6. Istilah Asing

32 2 0
                                    

Netra beriris cokelat gelap milik Azalea berkedip bingung setelah uluran tangan lelaki tersebut ditangkap oleh penglihatannya. Dahinya berkerut samar, mempertanyakan maksud dari uluran tangan sosok berjubah tersebut.

"Maaf untuk yang tadi, aku tidak sengaja."

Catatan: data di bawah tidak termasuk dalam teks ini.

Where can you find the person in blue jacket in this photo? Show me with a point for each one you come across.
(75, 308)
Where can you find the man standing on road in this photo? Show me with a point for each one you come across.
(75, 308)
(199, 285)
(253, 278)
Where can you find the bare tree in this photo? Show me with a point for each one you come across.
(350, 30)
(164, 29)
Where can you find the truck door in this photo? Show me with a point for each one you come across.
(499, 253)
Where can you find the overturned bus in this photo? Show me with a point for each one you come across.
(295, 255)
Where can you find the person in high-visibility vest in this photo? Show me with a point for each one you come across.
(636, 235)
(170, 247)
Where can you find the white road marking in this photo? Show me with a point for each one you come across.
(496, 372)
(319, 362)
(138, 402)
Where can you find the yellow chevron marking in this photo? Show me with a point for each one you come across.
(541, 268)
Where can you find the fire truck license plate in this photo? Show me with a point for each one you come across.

Azalea menggelengkan kepalanya pelan, menolak halus permintaan maaf dan uluran tangan tersebut. Ayahnya pernah memintanya untuk tidak menerima barang apapun dari orang asing. Walau menolak uluran tangan dan niat baik sosok tersebut akan membuatnya dicap sebagai 'anak tidak tahu terima kasih,' aura sosok tersebut cukup menjadi alasan atas perbuatan kasarnya tersebut.

Sosok itu sama seperti Arsa. Dia sendiri juga tidak tahu apa yang membuatnya dapat berpikir demikian.

Cepat-cepat dia bangun dari duduknya seraya memasang tudung jubahnya kembali.

Dia mengerutkan dahinya setelah merasa ada sesuatu yang raib dari tangannya. Pandangannya dia tujukan pada telapak tangan dan tempat yang dipijaknya. Wajahnya meredup seketika.

Ah ya, makanannya jatuh.

Sosok berjubah tersebut menarik ujung bibirnya sedikit melihat wajah anak di hadapannya yang terlihat meredup. Lucu sekali. Sudah berapa lama sejak terakhir kali dia berbicara santai dengan penduduk desa--selain bocah bermata biru kehijauan itu?

Azalea hanya bisa diam seraya mengerutkan dahinya bingung kala sosok di hadapannya menahan tawanya.

Aneh.

Anak di hadapannya ini benar-benar aneh. Permintaan maaf yang tadi dilontarkan untuknya tadi, dia tahu kalau itu tidak sepenuhnya tulus. Dari suaranya juga, dia tahu anak di hadapannya ini umurnya tidak terpaut jauh darinya.

Lantas, walau samar, dia dapat merasakan kengerian medekapnya erat-erat, terlepas dari aura mengerikan yang melingkupi tubuh anak di hadapannya ini.

Azalea mengepalkan tangannya kuat-kuat, sejenak melupakan rasa perih yang samar-samar masih terasa.

Sosok gadis kecil bersurai hitam itu mendengkus pelan, membuat sosok bertudung itu melirik ke arahnya sekilas.

"Jadi, apa yang akan Anda lakukan terhadap makanan saya?"

Sosok itu menyeringai. "Memangnya makananmu kenapa?"

"Mata Anda masih berfungsi dengan baik, bukan?" balasnya cepat dengan intonasi datar, yang sepertinya terinspirasi oleh sifat Arsa.

Dia tidak begitu peduli dengan ucapannya yang terkesan kasar, karena sosok di hadapannya ini telah melakukan hal yang sama padanya. Setidaknya, ini pertama kali dirinya berlaku seperti ini.

"Hm? Mataku?"

Azalea benar-benar tidak tahu apa yang anak ini pikirkan saat dia mencondongkan tubuhnya ke arahnya, yang sontak membuatnya mangambil selangkah mundur. Seringai tipis sosok di hadapannya samar-samar dapat dilihatnya dengan mata setengah tertutup.

"Coba kau periksa sendiri."

Ragu-ragu, Azalea membuka matanya. Bahunya terangkat sejenak setelah tatapannya bertemu dengan iris merah menyala milik anak di hadapannya ini. Tangannya bergetar pelan setelah menyadari warna iris mata milik sosok di hadapannya ini. Aura yang mati-matian ditahan olehnya mulai membuat sekujur tubuhnya terasa menggigil.

Tidak salah lagi. Sosok di hadapannya ini pasti yang menyuruhnya tidur aat dia setengah sadar siang tadi. Suaranya hampir persis.

"Kamu--"

"Pak, saya pesan yang anak ini pesan tadi," ujar sosok berjubah tersebut menginterupsi pertanyaan Azalea seraya menunjuk ke arahnya, walau jarak mereka secara tiba-tiba terpaut cukup jauh. Azalea sedikit terkejut. Tanpa perlu banyak memakan waktu, dia segera mengahampiri sosok aneh itu.